I can take a picture (and in fact I did), but a larger part of the appeal of pumpkin pie is the fragrance of pumpkin, cinnamon and ground ginger all mixed in together.

The sound of Christmas music, the smell of pumpkin pie being made…for a moment, it almost felt like Christmas was on the way.

All that was missing were loved ones who have gone on, and snow. The moment was therefore transitory, as brief as a snow cone under the unparalleled African sun.

The author, Habakkuk itemises a list of things that have gone wrong:

“Though the fig tree does not bud
and there are no grapes on the vines,
though the olive crop fails
and the fields produce no food,
though there are no sheep in the pen
and no cattle in the stalls,”

I look at that list and I think: debt.
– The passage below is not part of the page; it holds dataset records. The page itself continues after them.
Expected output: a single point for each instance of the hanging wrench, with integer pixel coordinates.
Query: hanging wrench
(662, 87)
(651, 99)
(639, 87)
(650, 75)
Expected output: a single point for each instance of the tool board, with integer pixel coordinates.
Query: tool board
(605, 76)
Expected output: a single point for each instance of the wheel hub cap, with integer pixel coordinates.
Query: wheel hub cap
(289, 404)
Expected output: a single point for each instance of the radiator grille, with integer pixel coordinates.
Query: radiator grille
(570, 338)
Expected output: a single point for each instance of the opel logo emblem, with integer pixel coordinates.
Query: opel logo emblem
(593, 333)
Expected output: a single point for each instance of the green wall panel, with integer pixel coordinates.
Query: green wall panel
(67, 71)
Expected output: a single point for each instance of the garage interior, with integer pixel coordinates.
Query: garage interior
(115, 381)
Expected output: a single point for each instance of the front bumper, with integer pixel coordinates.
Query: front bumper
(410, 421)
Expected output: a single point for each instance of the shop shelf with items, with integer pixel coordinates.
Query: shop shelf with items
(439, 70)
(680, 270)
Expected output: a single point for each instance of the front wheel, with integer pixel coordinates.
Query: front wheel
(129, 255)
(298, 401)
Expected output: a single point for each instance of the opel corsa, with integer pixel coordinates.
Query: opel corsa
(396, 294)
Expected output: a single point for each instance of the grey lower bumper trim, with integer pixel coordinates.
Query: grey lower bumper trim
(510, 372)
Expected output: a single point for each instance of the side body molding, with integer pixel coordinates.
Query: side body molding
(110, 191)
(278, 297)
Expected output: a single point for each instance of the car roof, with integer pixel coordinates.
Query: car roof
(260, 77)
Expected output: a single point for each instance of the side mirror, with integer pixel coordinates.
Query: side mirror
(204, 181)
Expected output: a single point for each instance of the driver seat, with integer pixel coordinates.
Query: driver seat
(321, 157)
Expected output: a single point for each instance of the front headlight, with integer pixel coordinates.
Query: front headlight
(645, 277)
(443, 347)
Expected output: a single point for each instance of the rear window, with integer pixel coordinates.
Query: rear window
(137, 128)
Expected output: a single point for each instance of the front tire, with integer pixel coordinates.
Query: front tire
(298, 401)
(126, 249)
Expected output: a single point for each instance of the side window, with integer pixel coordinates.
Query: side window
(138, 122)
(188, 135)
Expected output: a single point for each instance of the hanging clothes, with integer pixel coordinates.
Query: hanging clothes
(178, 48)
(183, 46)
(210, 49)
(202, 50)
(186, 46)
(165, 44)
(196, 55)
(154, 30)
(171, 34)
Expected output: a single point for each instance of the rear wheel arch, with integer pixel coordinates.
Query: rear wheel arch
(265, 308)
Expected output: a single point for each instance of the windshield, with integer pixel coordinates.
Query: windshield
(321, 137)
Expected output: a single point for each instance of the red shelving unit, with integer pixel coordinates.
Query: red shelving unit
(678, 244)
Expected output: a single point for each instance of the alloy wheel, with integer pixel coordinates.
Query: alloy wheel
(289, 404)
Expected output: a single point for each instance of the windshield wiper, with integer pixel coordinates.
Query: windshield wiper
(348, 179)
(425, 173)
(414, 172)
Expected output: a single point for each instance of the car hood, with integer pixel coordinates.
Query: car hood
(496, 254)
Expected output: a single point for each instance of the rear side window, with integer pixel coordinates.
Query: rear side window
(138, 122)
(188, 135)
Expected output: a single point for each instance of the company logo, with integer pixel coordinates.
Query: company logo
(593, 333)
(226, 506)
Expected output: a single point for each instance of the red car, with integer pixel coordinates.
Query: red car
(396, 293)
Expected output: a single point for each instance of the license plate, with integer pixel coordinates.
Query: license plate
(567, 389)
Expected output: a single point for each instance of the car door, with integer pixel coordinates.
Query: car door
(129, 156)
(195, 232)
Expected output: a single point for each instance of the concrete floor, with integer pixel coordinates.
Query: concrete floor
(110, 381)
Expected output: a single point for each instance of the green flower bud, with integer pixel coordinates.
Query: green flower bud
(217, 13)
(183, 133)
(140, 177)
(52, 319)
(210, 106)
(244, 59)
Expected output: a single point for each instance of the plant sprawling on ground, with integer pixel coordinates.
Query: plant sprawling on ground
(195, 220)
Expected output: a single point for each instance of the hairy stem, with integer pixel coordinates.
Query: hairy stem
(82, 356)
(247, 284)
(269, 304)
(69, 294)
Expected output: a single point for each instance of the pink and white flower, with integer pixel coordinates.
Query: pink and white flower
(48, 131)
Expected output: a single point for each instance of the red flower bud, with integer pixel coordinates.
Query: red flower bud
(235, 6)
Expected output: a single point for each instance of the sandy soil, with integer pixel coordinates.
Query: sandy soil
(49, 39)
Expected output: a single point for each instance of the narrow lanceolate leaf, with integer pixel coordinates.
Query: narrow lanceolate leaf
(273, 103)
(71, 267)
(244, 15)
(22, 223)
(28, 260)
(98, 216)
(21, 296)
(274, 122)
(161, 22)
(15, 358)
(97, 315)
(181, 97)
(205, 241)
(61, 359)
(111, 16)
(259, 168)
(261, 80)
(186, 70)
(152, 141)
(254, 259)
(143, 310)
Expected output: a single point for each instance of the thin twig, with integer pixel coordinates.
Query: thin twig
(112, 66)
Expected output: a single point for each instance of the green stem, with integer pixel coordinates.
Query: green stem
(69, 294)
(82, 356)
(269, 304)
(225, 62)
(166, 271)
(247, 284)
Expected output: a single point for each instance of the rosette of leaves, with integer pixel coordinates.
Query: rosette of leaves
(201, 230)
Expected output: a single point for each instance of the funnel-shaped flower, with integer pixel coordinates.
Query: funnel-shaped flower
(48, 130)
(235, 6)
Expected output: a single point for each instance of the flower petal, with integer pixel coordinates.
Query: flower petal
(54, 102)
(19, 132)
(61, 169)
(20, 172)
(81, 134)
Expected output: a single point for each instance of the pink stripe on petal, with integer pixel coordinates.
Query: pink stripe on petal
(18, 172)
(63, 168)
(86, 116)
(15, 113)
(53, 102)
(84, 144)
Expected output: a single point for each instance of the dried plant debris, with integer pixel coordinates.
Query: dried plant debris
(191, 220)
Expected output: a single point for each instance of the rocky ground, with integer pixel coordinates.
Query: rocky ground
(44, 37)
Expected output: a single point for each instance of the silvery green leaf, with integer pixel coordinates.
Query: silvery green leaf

Most of us don’t have a reserve of resources, or a plan B. If those things don’t work out, if the fig tree doesn’t bud, if the olive crop fails, we’re in a hole for some green. Habakkuk writes that ‘though’ all these things are facts, yet he will rejoice in the Lord his saviour.

Christmas approaches and the infamous reply of Hillary R. Clinton before the House Select Committee on Benghazi comes to mind:

“What difference at this point does it [Christmas] make?”

She wasn’t referring to Christmas of course. But the way she asked her rhetorical question, it could just as well be about Christmas.

In the light of my thinking ‘what is the point of doing Christmas?’, I was thinking about the Aaronic priestly blessing, a benediction I think is awesome:

The mythical Santa has his list of naughty and nice, but Christmas really evokes itemization for me: businesses in the red or in the black, items on sale. Presents or no presents? Who brings the chicken? Who brings the gammon? At whose house do we gather? In a year like this, what level of lockdown are they going to impose on us?

The Lord gives, and as Job reminds us, he also takes away.

I read the benediction in the light of the things God gives to his children and then takes away, like loved ones, or time spent, or any list of things that we have lost in the last year.

He has given so many things and taken many things away. But He has never removed Himself.

The LORD gives himself to his people. His blessing, and his power to keep us (we can’t sabotage ourselves out of his hands), His face looking on us, seeing us really, His grace, his countenance (seeing us not as we are in our sin, but in Christ), and his peace.

His peace, oh how we need his peace in the midst of a Christmas that has lost a lot of its shine.

He has given so many things and taken many things away. But He has never removed Himself.